On Monday, Federal Public Defender Melanie Turnbull filed a motion to reconsider and argued against the reasons Miller cited for denying McFarlane’s pre-trial release.
The Aug. 7 arrest was the result of an eight-month investigation that began when an illegal migrant from Venezuela contacted relatives back home and said she feared for her life after taking a job at the Underground Nightclub in Estate Mariendahl. When an FBI agent working undercover visited the club and contacted the complainant, he was stopped from leaving the premises with the woman by McFarlane. The agent and the complainant were allowed to leave after McFarlane received a $200 payment for someone posing as a customer to go off the property on a date.
In court papers, the agent said that based on his experience and training, a “date” was a term used to describe an arrangement for commercial sex.
Miller gave several reasons why she denied bail for the defendant, including McFarlane’s own status as an undocumented immigrant living in St. Thomas. That made the nightclub operator a serious flight risk and lessened the chances the defendant would appear at future court hearings.
The magistrate also cited McFarlane’s lack of stable employment and unverified background information on the defendant.
In the motion filed Monday, Turnbull filled in some of the details. She acknowledged her client is undocumented and is currently the subject of a pending removal action by the Immigration and Naturalization Service. But Turnbull said McFarlane is married to a U.S. citizen on St. Thomas and has two minor children who also live on the island with her.
Turnbull said that, although McFarlane does not have legal status to live in the U.S. Virgin Islands, being undocumented by itself is not enough to declare her a serious flight risk.
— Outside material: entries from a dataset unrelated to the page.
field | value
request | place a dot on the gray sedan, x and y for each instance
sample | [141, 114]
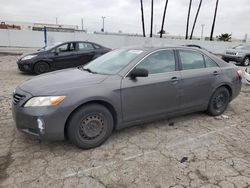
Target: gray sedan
[122, 88]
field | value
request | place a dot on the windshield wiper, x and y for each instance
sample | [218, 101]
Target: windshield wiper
[88, 70]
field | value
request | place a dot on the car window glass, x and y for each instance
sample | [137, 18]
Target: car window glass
[209, 62]
[159, 62]
[67, 47]
[96, 46]
[191, 60]
[63, 48]
[85, 46]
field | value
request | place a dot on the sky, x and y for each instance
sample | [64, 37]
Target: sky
[125, 15]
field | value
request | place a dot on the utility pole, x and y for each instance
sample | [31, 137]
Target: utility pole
[202, 29]
[82, 24]
[215, 14]
[195, 20]
[163, 18]
[152, 13]
[189, 9]
[103, 17]
[142, 19]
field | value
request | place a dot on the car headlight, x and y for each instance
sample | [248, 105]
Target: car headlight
[28, 57]
[240, 54]
[44, 101]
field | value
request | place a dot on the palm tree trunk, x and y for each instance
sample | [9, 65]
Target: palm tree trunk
[215, 14]
[197, 13]
[142, 19]
[189, 9]
[163, 19]
[152, 14]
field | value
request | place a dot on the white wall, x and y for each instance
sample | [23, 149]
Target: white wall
[25, 38]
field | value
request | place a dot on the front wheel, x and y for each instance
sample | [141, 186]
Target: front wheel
[90, 126]
[219, 101]
[246, 61]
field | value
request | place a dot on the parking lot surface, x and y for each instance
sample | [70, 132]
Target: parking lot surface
[196, 150]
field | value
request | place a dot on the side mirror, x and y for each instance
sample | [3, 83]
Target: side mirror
[138, 72]
[57, 51]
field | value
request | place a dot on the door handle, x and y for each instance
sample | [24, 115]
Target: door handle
[215, 73]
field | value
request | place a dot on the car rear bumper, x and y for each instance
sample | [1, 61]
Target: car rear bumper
[237, 59]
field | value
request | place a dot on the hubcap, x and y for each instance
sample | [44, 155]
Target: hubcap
[91, 126]
[219, 101]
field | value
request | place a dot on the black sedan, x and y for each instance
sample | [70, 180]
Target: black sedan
[60, 56]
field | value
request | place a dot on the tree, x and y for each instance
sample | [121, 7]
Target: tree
[197, 13]
[189, 9]
[224, 37]
[142, 19]
[163, 18]
[215, 14]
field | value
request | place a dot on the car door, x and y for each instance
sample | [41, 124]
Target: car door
[199, 74]
[65, 56]
[156, 94]
[86, 52]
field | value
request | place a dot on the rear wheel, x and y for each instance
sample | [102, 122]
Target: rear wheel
[219, 101]
[41, 67]
[246, 61]
[90, 126]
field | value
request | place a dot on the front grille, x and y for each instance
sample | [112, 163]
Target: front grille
[17, 98]
[231, 53]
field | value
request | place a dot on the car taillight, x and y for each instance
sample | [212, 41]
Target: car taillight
[239, 73]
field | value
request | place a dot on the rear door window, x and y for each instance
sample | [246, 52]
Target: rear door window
[85, 46]
[209, 62]
[191, 60]
[159, 62]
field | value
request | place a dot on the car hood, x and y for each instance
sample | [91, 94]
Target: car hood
[60, 82]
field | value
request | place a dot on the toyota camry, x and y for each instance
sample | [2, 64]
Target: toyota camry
[122, 88]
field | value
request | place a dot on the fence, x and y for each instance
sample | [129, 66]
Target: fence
[26, 38]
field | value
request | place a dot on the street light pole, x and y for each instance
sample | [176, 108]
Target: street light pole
[103, 17]
[202, 29]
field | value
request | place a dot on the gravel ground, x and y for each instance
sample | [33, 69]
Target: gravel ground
[190, 151]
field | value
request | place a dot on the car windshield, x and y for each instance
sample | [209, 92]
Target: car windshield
[112, 62]
[242, 47]
[50, 46]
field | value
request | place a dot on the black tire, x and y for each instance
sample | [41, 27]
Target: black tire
[246, 61]
[218, 102]
[41, 67]
[90, 126]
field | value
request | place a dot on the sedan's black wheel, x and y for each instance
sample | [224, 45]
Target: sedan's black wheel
[90, 126]
[246, 61]
[218, 102]
[41, 67]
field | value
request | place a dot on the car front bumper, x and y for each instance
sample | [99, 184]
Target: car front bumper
[42, 122]
[247, 76]
[237, 59]
[25, 66]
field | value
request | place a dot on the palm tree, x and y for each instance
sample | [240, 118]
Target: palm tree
[142, 19]
[152, 13]
[215, 14]
[163, 19]
[189, 9]
[197, 13]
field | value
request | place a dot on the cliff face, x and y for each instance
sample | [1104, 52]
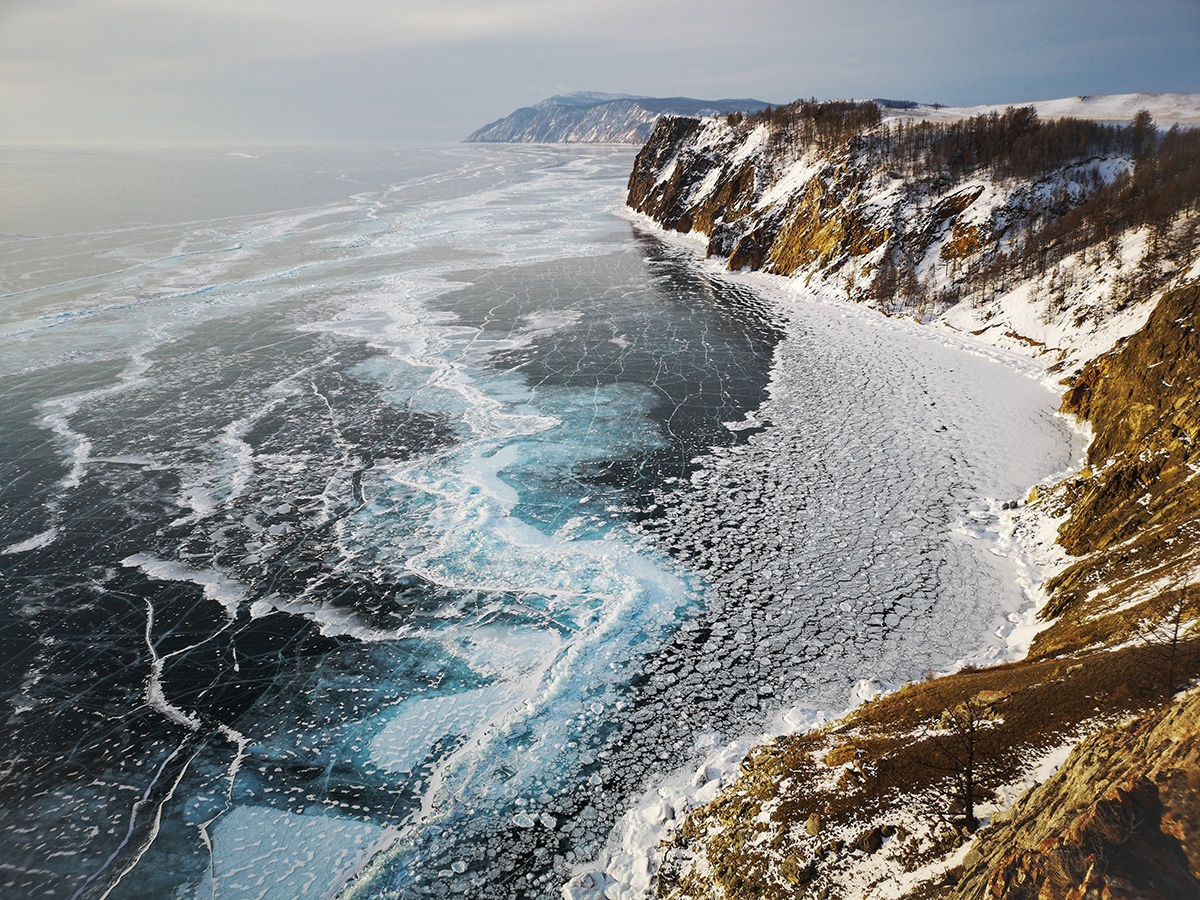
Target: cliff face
[1049, 255]
[1134, 513]
[1119, 820]
[598, 119]
[1029, 233]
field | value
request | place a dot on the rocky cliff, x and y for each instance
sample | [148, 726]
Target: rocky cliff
[589, 118]
[1077, 243]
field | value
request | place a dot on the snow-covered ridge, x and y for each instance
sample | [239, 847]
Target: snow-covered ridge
[595, 118]
[906, 228]
[1168, 109]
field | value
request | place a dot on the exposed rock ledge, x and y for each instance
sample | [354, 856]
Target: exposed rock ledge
[881, 803]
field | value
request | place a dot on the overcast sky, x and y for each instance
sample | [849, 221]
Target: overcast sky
[131, 71]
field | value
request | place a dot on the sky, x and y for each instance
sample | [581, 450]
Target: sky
[199, 71]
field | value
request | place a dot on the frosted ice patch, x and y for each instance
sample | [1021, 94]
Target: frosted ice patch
[261, 853]
[217, 586]
[415, 725]
[43, 539]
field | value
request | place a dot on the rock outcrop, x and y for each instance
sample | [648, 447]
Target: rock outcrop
[1086, 256]
[1119, 820]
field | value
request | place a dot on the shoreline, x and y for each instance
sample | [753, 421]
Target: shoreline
[1020, 540]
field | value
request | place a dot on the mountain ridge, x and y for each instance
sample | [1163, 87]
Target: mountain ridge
[594, 118]
[1072, 241]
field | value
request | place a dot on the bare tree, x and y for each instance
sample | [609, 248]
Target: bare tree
[1165, 636]
[954, 749]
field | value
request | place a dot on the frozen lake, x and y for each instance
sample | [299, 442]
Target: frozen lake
[412, 505]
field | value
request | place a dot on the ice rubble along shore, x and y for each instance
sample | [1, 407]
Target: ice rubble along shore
[1075, 241]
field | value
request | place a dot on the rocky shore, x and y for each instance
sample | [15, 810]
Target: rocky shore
[1081, 253]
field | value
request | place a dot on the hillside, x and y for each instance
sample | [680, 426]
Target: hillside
[591, 118]
[1075, 241]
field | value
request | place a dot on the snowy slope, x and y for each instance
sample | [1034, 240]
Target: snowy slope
[1167, 108]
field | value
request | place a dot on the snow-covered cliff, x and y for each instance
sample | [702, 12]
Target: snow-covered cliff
[1075, 241]
[592, 118]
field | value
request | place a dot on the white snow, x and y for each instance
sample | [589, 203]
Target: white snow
[1167, 108]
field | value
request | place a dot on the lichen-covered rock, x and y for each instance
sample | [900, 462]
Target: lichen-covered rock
[1120, 819]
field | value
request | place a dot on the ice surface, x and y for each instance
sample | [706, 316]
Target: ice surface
[445, 519]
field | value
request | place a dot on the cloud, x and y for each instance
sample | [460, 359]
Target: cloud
[312, 69]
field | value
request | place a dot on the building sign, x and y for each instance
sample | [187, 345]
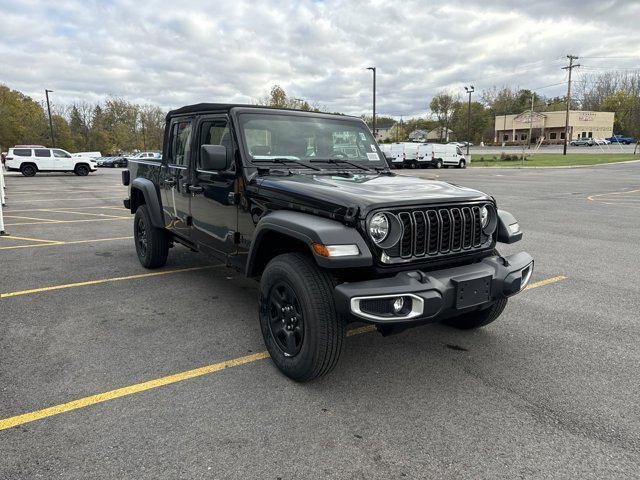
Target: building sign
[529, 117]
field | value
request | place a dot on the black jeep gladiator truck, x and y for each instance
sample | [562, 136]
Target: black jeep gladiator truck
[305, 202]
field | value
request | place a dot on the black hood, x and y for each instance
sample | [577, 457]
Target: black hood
[365, 191]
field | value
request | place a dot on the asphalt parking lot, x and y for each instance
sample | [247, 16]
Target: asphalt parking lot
[550, 390]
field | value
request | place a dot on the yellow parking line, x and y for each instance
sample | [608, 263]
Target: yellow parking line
[162, 381]
[32, 218]
[545, 282]
[29, 239]
[85, 213]
[53, 243]
[103, 280]
[65, 199]
[108, 207]
[121, 392]
[69, 221]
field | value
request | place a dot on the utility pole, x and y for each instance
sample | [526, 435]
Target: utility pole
[469, 90]
[47, 92]
[531, 120]
[570, 67]
[373, 69]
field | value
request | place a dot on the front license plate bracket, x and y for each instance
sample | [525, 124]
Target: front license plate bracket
[472, 291]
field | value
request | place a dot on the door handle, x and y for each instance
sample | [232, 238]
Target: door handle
[195, 189]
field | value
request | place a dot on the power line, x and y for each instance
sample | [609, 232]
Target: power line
[570, 68]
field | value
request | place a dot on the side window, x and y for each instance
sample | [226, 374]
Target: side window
[42, 152]
[61, 154]
[181, 144]
[216, 132]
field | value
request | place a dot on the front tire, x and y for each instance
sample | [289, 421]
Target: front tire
[81, 170]
[477, 319]
[301, 328]
[152, 244]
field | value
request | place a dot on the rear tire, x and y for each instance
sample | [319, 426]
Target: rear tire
[81, 170]
[28, 170]
[301, 328]
[152, 244]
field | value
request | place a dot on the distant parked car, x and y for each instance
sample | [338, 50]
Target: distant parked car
[95, 155]
[582, 142]
[112, 162]
[621, 139]
[147, 155]
[30, 161]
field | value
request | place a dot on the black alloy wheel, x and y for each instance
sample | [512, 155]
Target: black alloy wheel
[28, 170]
[82, 170]
[141, 236]
[285, 319]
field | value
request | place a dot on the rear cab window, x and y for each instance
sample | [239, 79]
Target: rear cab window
[61, 154]
[42, 152]
[216, 132]
[180, 150]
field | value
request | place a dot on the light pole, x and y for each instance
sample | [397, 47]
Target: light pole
[47, 92]
[469, 90]
[373, 69]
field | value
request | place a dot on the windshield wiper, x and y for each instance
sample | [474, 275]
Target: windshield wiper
[342, 160]
[284, 160]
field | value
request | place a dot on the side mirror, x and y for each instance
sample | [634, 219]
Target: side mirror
[213, 157]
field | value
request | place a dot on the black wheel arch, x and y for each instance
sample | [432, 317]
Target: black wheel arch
[143, 192]
[285, 231]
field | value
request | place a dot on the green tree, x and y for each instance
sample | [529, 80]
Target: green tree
[22, 120]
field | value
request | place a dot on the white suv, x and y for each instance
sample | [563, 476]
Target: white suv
[30, 161]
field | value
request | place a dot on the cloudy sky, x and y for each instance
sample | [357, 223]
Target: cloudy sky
[180, 52]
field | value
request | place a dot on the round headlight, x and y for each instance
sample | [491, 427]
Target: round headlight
[379, 227]
[484, 216]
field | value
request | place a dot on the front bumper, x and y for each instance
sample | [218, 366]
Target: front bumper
[434, 295]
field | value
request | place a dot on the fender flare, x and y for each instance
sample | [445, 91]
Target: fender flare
[151, 199]
[311, 229]
[506, 234]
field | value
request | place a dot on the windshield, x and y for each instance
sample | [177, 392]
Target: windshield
[270, 137]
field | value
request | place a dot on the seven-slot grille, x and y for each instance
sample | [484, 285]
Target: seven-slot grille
[439, 231]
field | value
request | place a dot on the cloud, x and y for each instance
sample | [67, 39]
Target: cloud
[175, 53]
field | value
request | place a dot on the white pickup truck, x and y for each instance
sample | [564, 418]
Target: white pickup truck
[31, 160]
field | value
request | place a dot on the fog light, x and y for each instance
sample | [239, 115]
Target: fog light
[398, 304]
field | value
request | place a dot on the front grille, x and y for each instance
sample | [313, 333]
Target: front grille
[439, 231]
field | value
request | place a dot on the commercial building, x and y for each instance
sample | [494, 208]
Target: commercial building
[551, 126]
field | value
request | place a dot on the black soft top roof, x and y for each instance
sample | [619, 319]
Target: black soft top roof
[225, 107]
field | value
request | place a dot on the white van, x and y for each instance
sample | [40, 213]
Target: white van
[30, 161]
[438, 156]
[402, 154]
[87, 154]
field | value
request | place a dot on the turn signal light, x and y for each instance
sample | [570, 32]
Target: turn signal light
[335, 250]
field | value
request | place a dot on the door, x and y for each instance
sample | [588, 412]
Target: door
[174, 177]
[213, 208]
[43, 158]
[62, 160]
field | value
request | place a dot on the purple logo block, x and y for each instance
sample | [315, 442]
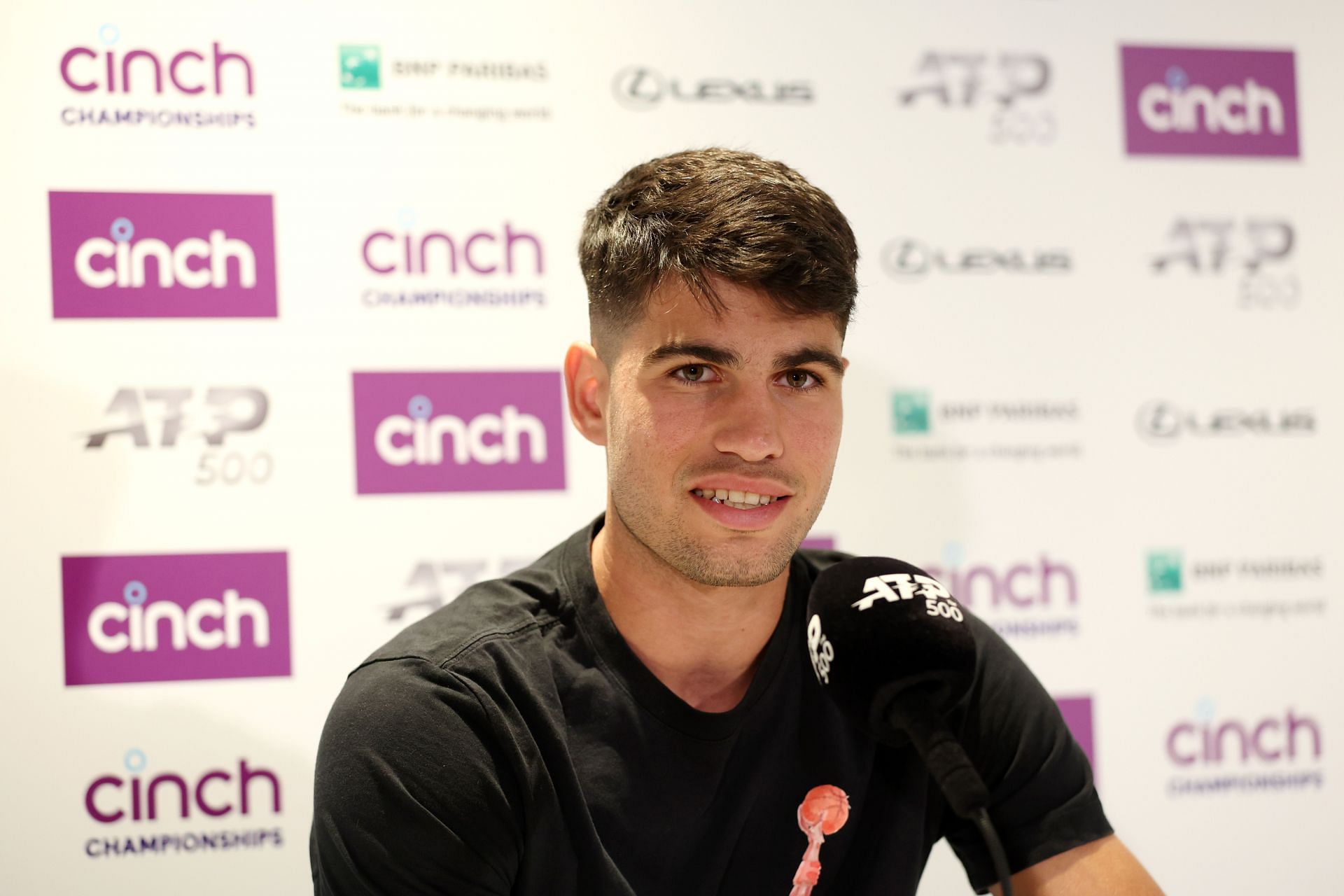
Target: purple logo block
[1182, 101]
[175, 617]
[458, 433]
[163, 255]
[1078, 716]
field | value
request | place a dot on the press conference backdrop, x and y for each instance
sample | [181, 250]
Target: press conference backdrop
[288, 288]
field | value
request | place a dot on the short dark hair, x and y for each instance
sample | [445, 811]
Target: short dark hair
[750, 220]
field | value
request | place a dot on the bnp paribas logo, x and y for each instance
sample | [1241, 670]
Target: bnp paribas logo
[360, 66]
[910, 413]
[1164, 571]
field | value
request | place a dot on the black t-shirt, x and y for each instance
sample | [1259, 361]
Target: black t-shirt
[512, 743]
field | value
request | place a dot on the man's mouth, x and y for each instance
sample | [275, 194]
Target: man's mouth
[739, 500]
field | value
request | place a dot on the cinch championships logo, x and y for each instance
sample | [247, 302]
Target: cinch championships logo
[150, 799]
[458, 433]
[1182, 101]
[175, 617]
[1035, 597]
[162, 255]
[1215, 754]
[167, 88]
[482, 267]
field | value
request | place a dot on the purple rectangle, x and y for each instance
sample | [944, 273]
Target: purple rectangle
[1078, 716]
[1183, 101]
[435, 431]
[175, 617]
[162, 255]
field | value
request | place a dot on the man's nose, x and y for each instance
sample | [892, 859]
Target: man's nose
[749, 426]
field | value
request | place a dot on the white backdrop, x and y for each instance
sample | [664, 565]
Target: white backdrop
[1126, 464]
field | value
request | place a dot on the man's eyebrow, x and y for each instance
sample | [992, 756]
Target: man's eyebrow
[702, 351]
[811, 355]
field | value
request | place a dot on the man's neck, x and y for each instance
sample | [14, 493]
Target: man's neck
[704, 643]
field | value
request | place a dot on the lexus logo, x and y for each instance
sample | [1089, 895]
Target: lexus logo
[1159, 422]
[1164, 422]
[911, 258]
[638, 88]
[644, 88]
Turnbull added in her motion that the court failed to define what constituted a serious flight risk.
“Mrs. McFarlane has family and friends willing to provide financial sureties in the amount of $7,000 to ensure her appearance at trial,” the defense attorney said. “GPS monitoring provides a mechanism for 24-hour monitoring of Mrs. McFarlane. Such monitoring restricts a defendant’s movement within a predetermined radius by the Office of Probation.”
For those and other reasons, the defense petitioned the court to reconsider its previous order, Turnbull said.
Although she made one appearance in court since her arrest, McFarlane has not yet been scheduled for arraignment. A similar delay was seen earlier this year in the case of George Soufan, an 18-year-old Syrian national who turned himself over to police on St. Thomas and asked for political asylum after entering the territory with help from smugglers.
Soufan was removed to Florida by the Immigration and placed in a Florida detention center until his Virgin Islands lawyer obtained a court order demanding Soufan’s return to face prosecution in the jurisdiction where he was charged.